A word of caution - today's post has the potential to be quite rambling so I hope it ends up making some sense.
I can't believe that I forgot to tell you about something I saw on TV back in April. Many of you have probably already heard about it by now. I was reminded of it by the comment left after yesterday's post.
If you haven't heard about Carly Fleischmann, a teenager with autism, click on Carly's Voice to visit her blog. You can watch several interviews and read about her amazing ability to communicate.
I shared with you a couple of weeks ago about a new skill that Lily has learned and that we are currently working on to expand even more.
You can goggle Carly's Voice and there are rumors floating around the web wondering if the whole thing is a hoax and simply made up by people (including Carly's parents) who are just looking for their fifteen minutes of fame.
Back to Lily's ability to match words with no pictures - this skill was discovered almost purely by accident at her school one day. Sure, Lily has now been in intensive behavioral therapy for a year. And she sees words on a daily basis - as she's doing puzzles, looking at books, using her iTouch to communicate or playing on the iPad. But no one's been doing flashcards with her.
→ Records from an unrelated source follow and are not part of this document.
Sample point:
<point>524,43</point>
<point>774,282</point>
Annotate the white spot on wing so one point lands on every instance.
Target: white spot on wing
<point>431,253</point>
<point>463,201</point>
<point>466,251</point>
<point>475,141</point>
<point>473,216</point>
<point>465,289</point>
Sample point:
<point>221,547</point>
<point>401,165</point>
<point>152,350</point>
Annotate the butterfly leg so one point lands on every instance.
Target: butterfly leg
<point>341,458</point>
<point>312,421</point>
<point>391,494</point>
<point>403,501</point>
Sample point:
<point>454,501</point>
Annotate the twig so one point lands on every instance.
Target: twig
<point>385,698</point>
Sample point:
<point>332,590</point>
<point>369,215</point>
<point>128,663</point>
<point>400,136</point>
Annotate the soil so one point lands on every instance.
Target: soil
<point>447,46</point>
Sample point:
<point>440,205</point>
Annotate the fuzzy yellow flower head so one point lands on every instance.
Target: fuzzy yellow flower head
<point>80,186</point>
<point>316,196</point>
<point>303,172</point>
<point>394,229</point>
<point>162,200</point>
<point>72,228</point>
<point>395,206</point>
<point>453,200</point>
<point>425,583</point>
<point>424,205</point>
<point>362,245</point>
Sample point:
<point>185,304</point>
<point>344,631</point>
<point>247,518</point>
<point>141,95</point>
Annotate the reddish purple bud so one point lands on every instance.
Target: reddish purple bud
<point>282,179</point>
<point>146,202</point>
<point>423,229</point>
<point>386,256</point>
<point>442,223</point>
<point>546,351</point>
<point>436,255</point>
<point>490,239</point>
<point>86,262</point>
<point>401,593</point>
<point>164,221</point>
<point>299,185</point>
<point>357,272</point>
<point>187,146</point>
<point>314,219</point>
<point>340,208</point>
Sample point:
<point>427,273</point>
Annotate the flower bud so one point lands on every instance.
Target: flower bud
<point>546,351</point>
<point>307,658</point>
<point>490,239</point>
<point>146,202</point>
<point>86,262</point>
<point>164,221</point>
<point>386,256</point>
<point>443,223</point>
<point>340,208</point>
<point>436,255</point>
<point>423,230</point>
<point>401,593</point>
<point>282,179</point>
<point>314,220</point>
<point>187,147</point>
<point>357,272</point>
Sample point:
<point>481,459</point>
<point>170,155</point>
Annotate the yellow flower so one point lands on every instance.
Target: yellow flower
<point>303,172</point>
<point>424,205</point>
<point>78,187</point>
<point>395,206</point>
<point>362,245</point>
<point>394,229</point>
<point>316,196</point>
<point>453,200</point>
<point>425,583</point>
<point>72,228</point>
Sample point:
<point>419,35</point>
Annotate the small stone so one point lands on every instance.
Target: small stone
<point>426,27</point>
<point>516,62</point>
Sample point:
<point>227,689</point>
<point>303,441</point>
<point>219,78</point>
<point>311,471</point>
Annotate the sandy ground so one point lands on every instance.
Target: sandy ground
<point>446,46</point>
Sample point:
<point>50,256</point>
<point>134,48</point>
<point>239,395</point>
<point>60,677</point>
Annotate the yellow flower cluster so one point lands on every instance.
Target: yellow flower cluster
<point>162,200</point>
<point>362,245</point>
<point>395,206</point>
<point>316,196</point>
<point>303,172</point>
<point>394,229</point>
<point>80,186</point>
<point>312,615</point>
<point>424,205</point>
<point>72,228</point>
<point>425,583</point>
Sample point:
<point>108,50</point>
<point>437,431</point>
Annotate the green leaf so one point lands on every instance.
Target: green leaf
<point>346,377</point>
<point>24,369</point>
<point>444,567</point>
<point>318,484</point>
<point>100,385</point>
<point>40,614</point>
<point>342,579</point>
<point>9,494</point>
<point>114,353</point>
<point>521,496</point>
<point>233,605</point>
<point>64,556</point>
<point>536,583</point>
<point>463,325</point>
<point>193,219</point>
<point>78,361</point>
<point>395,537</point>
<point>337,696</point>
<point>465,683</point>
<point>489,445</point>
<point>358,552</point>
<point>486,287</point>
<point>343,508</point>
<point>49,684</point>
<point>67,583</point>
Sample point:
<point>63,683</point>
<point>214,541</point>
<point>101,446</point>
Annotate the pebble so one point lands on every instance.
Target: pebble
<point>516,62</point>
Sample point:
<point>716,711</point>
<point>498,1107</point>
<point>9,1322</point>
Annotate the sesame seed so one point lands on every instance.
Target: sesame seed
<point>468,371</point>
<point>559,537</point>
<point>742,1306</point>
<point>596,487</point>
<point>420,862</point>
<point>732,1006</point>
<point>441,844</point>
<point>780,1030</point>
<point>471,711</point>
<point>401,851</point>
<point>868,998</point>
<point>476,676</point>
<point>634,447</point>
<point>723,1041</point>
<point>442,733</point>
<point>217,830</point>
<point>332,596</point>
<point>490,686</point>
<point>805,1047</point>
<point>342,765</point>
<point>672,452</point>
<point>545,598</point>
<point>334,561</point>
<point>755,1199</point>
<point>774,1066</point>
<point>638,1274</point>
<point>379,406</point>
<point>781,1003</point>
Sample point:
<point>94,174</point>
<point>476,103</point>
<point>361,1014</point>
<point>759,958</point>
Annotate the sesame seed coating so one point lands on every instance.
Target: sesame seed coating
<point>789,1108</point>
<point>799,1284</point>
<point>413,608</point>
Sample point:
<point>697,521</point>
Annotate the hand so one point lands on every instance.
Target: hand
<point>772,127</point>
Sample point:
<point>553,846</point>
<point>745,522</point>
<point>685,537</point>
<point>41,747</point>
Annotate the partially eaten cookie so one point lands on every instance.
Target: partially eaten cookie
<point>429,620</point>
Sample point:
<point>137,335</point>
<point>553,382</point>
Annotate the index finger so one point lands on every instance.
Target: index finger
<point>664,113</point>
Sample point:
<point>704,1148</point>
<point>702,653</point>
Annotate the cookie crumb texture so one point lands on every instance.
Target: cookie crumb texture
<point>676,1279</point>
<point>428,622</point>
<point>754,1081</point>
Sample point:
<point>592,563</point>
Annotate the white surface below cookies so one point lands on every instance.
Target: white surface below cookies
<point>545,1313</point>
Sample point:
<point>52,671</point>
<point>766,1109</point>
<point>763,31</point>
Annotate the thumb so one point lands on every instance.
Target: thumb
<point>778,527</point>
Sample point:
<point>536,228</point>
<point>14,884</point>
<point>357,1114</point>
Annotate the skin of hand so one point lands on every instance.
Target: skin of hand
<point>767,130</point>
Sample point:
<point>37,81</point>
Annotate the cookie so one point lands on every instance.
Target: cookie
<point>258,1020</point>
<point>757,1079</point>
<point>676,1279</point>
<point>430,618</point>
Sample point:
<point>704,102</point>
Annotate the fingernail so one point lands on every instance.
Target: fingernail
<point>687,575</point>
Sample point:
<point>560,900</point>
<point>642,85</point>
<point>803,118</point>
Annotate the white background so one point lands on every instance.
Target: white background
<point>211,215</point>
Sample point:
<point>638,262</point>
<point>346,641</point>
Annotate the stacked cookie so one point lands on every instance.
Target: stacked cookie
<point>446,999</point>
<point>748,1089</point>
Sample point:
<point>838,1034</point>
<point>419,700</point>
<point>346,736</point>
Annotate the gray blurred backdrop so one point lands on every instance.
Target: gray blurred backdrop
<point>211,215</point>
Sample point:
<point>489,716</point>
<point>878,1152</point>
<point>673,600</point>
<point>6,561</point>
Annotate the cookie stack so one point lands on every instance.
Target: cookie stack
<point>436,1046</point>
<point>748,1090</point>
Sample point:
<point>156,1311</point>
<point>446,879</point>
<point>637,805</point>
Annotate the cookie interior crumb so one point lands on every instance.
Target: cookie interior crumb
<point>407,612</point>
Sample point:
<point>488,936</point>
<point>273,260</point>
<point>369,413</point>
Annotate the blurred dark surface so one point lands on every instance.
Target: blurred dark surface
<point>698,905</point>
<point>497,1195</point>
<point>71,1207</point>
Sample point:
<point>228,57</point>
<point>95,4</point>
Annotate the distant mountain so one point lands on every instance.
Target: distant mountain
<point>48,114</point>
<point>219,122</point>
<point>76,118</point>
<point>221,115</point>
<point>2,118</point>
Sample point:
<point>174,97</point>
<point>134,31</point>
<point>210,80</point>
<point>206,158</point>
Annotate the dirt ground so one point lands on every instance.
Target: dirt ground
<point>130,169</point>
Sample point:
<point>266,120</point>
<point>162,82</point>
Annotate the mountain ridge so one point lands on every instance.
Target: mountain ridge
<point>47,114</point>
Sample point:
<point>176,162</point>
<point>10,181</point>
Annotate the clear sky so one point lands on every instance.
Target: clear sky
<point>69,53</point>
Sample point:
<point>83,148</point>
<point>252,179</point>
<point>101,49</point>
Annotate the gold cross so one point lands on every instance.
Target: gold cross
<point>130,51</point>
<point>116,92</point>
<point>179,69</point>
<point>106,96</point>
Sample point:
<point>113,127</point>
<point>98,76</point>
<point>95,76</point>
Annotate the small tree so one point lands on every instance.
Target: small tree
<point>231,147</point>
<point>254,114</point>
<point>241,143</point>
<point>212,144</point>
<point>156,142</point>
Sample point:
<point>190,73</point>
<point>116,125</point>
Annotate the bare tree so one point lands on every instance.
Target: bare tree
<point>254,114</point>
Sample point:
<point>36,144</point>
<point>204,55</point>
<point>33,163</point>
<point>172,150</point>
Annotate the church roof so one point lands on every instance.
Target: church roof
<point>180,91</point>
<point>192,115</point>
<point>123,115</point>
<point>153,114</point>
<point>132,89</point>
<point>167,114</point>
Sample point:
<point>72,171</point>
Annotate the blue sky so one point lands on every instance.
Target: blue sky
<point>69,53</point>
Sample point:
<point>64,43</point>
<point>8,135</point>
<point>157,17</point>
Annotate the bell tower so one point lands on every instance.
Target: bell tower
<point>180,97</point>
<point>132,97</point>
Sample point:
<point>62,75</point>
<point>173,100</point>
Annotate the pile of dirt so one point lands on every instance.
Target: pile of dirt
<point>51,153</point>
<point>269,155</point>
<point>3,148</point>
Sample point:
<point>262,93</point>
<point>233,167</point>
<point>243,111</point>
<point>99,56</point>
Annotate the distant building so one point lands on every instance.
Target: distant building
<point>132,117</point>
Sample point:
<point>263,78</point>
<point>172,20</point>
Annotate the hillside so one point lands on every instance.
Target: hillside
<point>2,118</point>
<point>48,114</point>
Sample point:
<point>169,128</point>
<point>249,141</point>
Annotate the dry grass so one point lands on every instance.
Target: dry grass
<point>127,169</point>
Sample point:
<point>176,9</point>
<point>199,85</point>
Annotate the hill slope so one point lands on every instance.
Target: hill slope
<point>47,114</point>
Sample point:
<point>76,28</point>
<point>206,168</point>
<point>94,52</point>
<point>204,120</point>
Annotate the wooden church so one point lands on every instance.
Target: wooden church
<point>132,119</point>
And no one had ever simply put plain word cards in front of her to see if she could match another plain word card to one of them. No prompting, no pictures as hints, no guiding by the therapist's hand, nothing. Just white cards with black words typed on them.
And yet she did it. All on her own. And she continues to do it.
Reading, writing, typing - these are skills that some autistic people will never accomplish. Yet my Lily seems to be on her way to doing those very things.
You want to know why I think kids like Lily and Carly can do things that most people think that nonverbal autistic people can't do?
Because we're talking about the brain.
One of the most mysterious organs in our bodies.
And we simply don't know everything these kids can and cannot do.
And we probably won't ever know all they can and cannot do.
Not everything in the world makes sense to us all the time.
We're not all as smart as we think we are.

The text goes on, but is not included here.